Pregnancy in Rheumatoid Arthritis, Sjögren Syndrome and Other Rare Autoimmune Rheumatic Diseases

Abstract

Publisher Summary This chapter discusses the relationship between pregnancy and the autoimmune rheumatic diseases (ARD) and presents the guidelines for the management of these conditions during pregnancy. Data on pregnancy outcome of some of these ARD are very limited. ARD affect young females in their childbearing age. Over the past decades, the improvement of survival rate, as well as quality of life in patients affected with ARD, has led to more pregnancies observed during these diseases.
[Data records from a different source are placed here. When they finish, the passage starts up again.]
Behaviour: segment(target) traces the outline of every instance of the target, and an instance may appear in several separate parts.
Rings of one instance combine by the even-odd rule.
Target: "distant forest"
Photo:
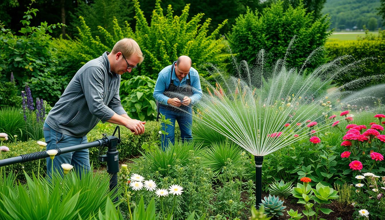
[[[329,14],[331,28],[337,30],[355,26],[362,29],[364,25],[370,30],[375,30],[383,27],[378,14],[380,5],[380,0],[327,0],[322,13]]]

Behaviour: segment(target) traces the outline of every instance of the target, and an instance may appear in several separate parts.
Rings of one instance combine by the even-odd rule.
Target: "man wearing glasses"
[[[192,139],[191,105],[202,97],[199,74],[191,67],[192,62],[187,56],[181,56],[172,65],[164,67],[158,75],[153,96],[158,102],[158,117],[160,113],[171,120],[166,135],[162,135],[162,148],[165,151],[169,141],[175,143],[175,121],[181,129],[182,142]],[[165,125],[162,124],[164,130]]]
[[[124,126],[135,134],[143,134],[146,122],[130,118],[119,96],[121,75],[131,72],[143,60],[137,43],[125,38],[110,53],[105,52],[80,68],[45,119],[43,129],[47,149],[86,143],[87,133],[100,120]],[[47,161],[50,176],[52,161],[48,158]],[[53,163],[54,170],[62,170],[63,163],[72,165],[79,174],[83,169],[90,170],[88,149],[55,156]]]

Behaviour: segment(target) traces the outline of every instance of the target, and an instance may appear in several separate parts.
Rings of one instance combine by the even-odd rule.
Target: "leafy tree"
[[[384,25],[385,25],[385,0],[380,0],[381,2],[381,6],[378,8],[378,15],[381,15],[382,18],[382,20]]]
[[[271,54],[266,64],[274,65],[276,59],[285,57],[290,40],[296,35],[294,49],[286,61],[289,66],[298,67],[313,50],[323,45],[330,34],[326,31],[329,19],[326,16],[315,18],[312,13],[306,13],[303,4],[295,8],[289,5],[286,11],[283,4],[278,1],[265,8],[261,15],[249,9],[236,19],[229,41],[239,58],[253,63],[258,51],[264,49]],[[323,63],[325,60],[319,56],[307,67]]]
[[[296,8],[303,3],[306,12],[310,13],[313,12],[314,17],[318,18],[322,16],[321,12],[326,0],[285,0],[284,2],[285,8],[289,4]]]
[[[26,82],[29,83],[37,97],[49,102],[56,100],[64,89],[65,75],[54,75],[52,73],[59,71],[55,69],[57,61],[53,58],[54,50],[51,46],[52,33],[62,24],[48,25],[42,22],[40,25],[31,25],[31,20],[36,16],[37,9],[30,4],[23,20],[20,21],[23,27],[18,33],[6,29],[0,22],[0,74],[2,79],[10,79],[13,72],[16,85],[21,89]],[[63,77],[64,76],[64,77]],[[48,92],[50,91],[50,92]]]
[[[162,69],[171,65],[182,55],[191,57],[192,66],[203,76],[207,75],[206,68],[199,65],[206,62],[226,68],[230,55],[224,54],[225,45],[222,39],[217,37],[226,20],[208,35],[211,19],[208,18],[201,23],[203,13],[198,14],[187,21],[189,5],[186,5],[180,16],[173,15],[170,5],[165,16],[160,1],[157,0],[149,25],[139,2],[134,0],[134,3],[136,20],[135,31],[128,22],[122,27],[119,25],[117,19],[114,18],[111,33],[99,26],[98,35],[100,37],[94,37],[90,29],[81,17],[82,24],[78,28],[79,37],[69,41],[56,42],[59,57],[63,58],[60,59],[63,60],[67,71],[74,74],[86,62],[99,57],[105,51],[110,51],[115,43],[124,37],[131,37],[136,40],[145,56],[143,62],[133,71],[136,75],[156,79]],[[128,79],[126,77],[131,76],[129,74],[122,76],[123,79]]]

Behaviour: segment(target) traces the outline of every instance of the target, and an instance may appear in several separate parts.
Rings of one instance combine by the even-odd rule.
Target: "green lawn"
[[[378,32],[371,32],[370,33],[377,35],[378,34]],[[333,32],[331,35],[329,36],[328,40],[332,41],[334,40],[357,40],[358,36],[364,37],[365,36],[365,32]]]

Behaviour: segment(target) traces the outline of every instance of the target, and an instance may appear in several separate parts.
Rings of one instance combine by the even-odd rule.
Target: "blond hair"
[[[115,54],[119,52],[127,59],[133,54],[135,54],[139,59],[140,64],[144,59],[138,43],[132,38],[123,38],[115,44],[111,52]]]

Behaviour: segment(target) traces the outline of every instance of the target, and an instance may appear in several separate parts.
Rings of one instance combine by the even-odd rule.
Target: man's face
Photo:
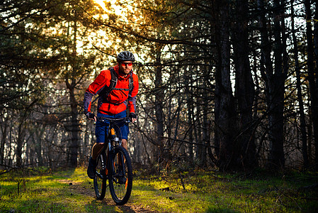
[[[132,69],[132,62],[130,60],[122,61],[119,63],[120,72],[124,75],[128,75]]]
Pregnancy is a condition in which profound immune and endocrine changes occur. The physiological increase of cortisol, progesterone, estradiol, and testosterone during the 3rd trimester of pregnancy seems to lead to Th-2 cytokine polarization both at the systemic level and at the feto–maternal interface. It has been suggested that some autoimmune diseases, such as systemic lupus erythematosus (SLE), which are mediated mainly by Th-2 cytokines, tend to occur or relapse during pregnancy, whereas Th-1 mediated diseases, such as rheumatoid arthritis (RA), tend to improve. In either case a flare or onset of disease occur during postpartum, when the anti-inflammatory Th-2 cytokines collapse. SLE is the most frequently observed ARD during pregnancy. However, pregnancy occurs in patients with rheumatoid arthritis (RA), Sjogren Syndrome (SS), and undifferentiated connective tissue diseases (UCTD) and is instead rare in patients with rare ARD—namely systemic sclerosis (SSc), mixed connective tissue diseases (MCTD), polymyositis–dermatomyositis (PM–DM), systemic vasculitis including Wegener's granulomatosis (WG), Churg–Strauss syndrome (CSS), polyarteritis nodosa (PAN), microscopic polyangitis (MPA), Takayasu arteritis (TA), and Behcet disease (BD). The onset of most of these latter diseases occurs in patients after the age of 40.